22. Increasing the visibility of security. While an overabundance of uniformed officers may not be necessary, some level of visibility can provide a deterrent effect. Some event organizers have prevented violence by positioning more uniformed officers at entrances (as a show of force) and decreasing their presence as people move into the event.109 Increased visibility may be particularly effective at high-risk events, but officers should remain cognizant of the effect their appearance may have on crowd behavior.110

While an overabundance of uniformed officers may not be necessary, some level of visibility can provide a deterrent effect.

While an overabundance of uniformed officers may not be necessary, some level of visibility can provide a deterrent effect. Micheal Scott

23. Incorporating technology. CCTV (closed-circuit television) cameras and nonlethal weapons can be useful crowd-monitoring and control devices.111 Cameras reduce the number of personnel needed to monitor large crowds and direct personnel to places where assistance may be needed. Police can use nonlethal weapons to immobilize extremely violent spectators and reduce the likelihood of serious injury or death to the spectators and others nearby. However, "nonlethal" weapons can be deadly, as witnessed by Boston police who used pepper spray balls to subdue a crowd outside of Fenway Park. A 21-year-old college student was struck in the eye by a pepper ball and was killed.112 Use of nonlethal weapons requires specialized training, and police should use them only when other strategies have failed.

Cameras can reduce the number of persons needed to monitor large crowds and direct personnel to places where assistance may be needed.

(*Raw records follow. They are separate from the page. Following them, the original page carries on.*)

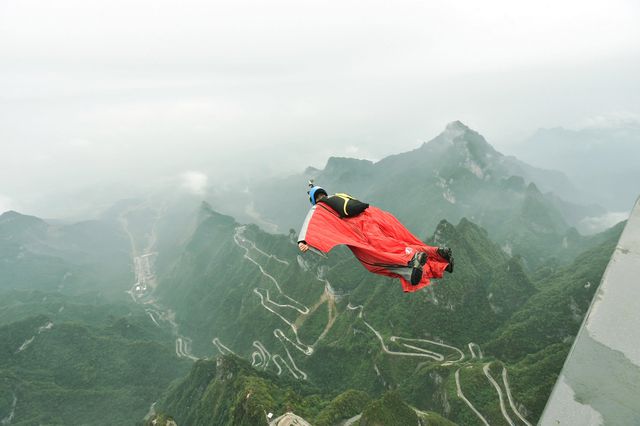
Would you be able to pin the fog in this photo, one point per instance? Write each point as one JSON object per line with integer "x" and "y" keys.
{"x": 103, "y": 100}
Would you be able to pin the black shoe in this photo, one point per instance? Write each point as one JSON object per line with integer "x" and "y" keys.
{"x": 417, "y": 263}
{"x": 446, "y": 253}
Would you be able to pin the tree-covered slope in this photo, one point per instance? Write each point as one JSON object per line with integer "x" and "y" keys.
{"x": 65, "y": 362}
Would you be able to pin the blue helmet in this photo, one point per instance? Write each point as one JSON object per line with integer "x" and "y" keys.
{"x": 314, "y": 192}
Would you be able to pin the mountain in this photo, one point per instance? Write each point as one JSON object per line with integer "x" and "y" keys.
{"x": 601, "y": 160}
{"x": 457, "y": 174}
{"x": 236, "y": 289}
{"x": 79, "y": 257}
{"x": 72, "y": 361}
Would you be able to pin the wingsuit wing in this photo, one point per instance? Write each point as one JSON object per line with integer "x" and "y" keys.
{"x": 380, "y": 242}
{"x": 323, "y": 230}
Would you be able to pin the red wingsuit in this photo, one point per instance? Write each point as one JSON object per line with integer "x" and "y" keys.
{"x": 379, "y": 241}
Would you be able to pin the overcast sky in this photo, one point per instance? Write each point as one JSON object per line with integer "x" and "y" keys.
{"x": 124, "y": 94}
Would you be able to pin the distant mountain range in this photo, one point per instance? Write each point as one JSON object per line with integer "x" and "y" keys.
{"x": 81, "y": 257}
{"x": 330, "y": 324}
{"x": 159, "y": 283}
{"x": 601, "y": 161}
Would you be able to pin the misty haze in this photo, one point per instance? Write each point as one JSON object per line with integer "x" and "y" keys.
{"x": 158, "y": 160}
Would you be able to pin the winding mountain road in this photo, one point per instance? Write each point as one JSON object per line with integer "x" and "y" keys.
{"x": 505, "y": 381}
{"x": 464, "y": 398}
{"x": 495, "y": 384}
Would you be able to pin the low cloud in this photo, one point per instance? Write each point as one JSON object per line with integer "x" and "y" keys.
{"x": 195, "y": 182}
{"x": 592, "y": 225}
{"x": 6, "y": 204}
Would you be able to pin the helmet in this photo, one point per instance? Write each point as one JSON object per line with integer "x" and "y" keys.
{"x": 314, "y": 192}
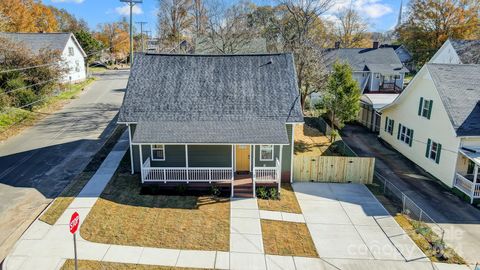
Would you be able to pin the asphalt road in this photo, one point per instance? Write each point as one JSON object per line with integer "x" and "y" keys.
{"x": 460, "y": 220}
{"x": 37, "y": 164}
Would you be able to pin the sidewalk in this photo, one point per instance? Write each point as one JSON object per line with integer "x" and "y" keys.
{"x": 47, "y": 247}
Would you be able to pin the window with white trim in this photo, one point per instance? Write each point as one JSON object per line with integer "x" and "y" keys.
{"x": 158, "y": 152}
{"x": 266, "y": 152}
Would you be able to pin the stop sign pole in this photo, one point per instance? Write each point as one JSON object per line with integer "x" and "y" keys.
{"x": 74, "y": 222}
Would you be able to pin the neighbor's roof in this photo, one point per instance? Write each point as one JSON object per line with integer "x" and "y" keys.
{"x": 381, "y": 60}
{"x": 459, "y": 90}
{"x": 38, "y": 41}
{"x": 241, "y": 132}
{"x": 467, "y": 50}
{"x": 378, "y": 101}
{"x": 165, "y": 88}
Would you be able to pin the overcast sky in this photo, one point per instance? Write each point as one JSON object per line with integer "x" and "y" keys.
{"x": 380, "y": 14}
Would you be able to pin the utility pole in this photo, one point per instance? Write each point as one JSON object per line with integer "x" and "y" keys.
{"x": 141, "y": 34}
{"x": 131, "y": 3}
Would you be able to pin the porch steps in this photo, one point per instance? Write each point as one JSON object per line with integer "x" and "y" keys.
{"x": 243, "y": 186}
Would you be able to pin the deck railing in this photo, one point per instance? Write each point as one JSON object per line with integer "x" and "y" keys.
{"x": 467, "y": 186}
{"x": 184, "y": 174}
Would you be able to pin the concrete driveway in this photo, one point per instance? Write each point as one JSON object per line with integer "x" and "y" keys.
{"x": 347, "y": 222}
{"x": 460, "y": 220}
{"x": 37, "y": 164}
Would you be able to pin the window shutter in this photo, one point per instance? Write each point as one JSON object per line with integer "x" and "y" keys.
{"x": 430, "y": 108}
{"x": 427, "y": 152}
{"x": 439, "y": 151}
{"x": 420, "y": 106}
{"x": 411, "y": 137}
{"x": 399, "y": 128}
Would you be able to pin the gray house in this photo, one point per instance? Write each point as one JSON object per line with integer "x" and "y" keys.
{"x": 377, "y": 70}
{"x": 224, "y": 119}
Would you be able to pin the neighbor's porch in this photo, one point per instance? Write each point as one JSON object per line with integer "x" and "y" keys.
{"x": 467, "y": 176}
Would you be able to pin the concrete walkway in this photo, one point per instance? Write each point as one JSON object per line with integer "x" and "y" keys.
{"x": 47, "y": 247}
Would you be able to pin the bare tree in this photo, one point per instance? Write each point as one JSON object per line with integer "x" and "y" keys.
{"x": 302, "y": 34}
{"x": 228, "y": 30}
{"x": 174, "y": 20}
{"x": 351, "y": 31}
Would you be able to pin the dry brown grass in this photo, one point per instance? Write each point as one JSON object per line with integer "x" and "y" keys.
{"x": 96, "y": 265}
{"x": 287, "y": 239}
{"x": 423, "y": 241}
{"x": 124, "y": 216}
{"x": 61, "y": 203}
{"x": 310, "y": 141}
{"x": 287, "y": 202}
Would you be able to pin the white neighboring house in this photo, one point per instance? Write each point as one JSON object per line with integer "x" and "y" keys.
{"x": 73, "y": 56}
{"x": 435, "y": 122}
{"x": 458, "y": 52}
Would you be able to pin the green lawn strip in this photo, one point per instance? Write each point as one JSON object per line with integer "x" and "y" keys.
{"x": 62, "y": 202}
{"x": 86, "y": 264}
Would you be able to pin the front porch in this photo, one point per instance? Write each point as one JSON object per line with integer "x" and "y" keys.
{"x": 467, "y": 175}
{"x": 231, "y": 166}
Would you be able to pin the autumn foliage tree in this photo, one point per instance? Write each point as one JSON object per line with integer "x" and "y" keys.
{"x": 431, "y": 22}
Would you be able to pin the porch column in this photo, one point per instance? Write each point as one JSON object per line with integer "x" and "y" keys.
{"x": 280, "y": 176}
{"x": 475, "y": 176}
{"x": 130, "y": 145}
{"x": 141, "y": 161}
{"x": 186, "y": 159}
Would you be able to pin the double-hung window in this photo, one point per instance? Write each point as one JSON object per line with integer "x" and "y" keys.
{"x": 405, "y": 134}
{"x": 434, "y": 150}
{"x": 266, "y": 152}
{"x": 389, "y": 124}
{"x": 158, "y": 152}
{"x": 425, "y": 107}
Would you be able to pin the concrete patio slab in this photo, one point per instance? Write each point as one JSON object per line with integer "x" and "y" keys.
{"x": 222, "y": 261}
{"x": 244, "y": 213}
{"x": 196, "y": 259}
{"x": 123, "y": 254}
{"x": 247, "y": 261}
{"x": 245, "y": 225}
{"x": 159, "y": 256}
{"x": 249, "y": 243}
{"x": 280, "y": 262}
{"x": 338, "y": 241}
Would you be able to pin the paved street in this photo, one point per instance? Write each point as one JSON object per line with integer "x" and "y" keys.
{"x": 460, "y": 220}
{"x": 38, "y": 163}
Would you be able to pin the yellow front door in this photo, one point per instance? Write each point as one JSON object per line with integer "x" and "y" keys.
{"x": 242, "y": 158}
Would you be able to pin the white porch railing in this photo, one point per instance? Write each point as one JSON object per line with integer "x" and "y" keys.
{"x": 267, "y": 175}
{"x": 184, "y": 174}
{"x": 467, "y": 186}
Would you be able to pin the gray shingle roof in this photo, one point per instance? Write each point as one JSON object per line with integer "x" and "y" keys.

Cameras can reduce the number of persons needed to monitor large crowds and direct personnel to places where assistance may be needed. Micheal Scott

Responses With Limited Effectiveness

24. Relying on reactive tactics. Although it is outside the scope of this guide, it is necessary to develop a detailed contingency plan to respond to spectators or groups of spectators who become violent. However, these tactics will not prevent violence and can often serve to escalate negative situations.

25. Presenting extreme shows of force. While some police visibility can work as a deterrent to spectator violence, excessive shows of force can create a militaristic and highly hostile atmosphere. Police in riot gear with face shields and batons are usually not necessary to address officer safety concerns, and can stunt efforts to develop a positive rapport with event attendees.113

26. Segregating fans. Segregating fans from opposing teams has worked to reduce spectator violence in Europe.114 However, since North American game locations are more widespread, fewer "away" team fans usually attend games; thus special seating isn't normally justified.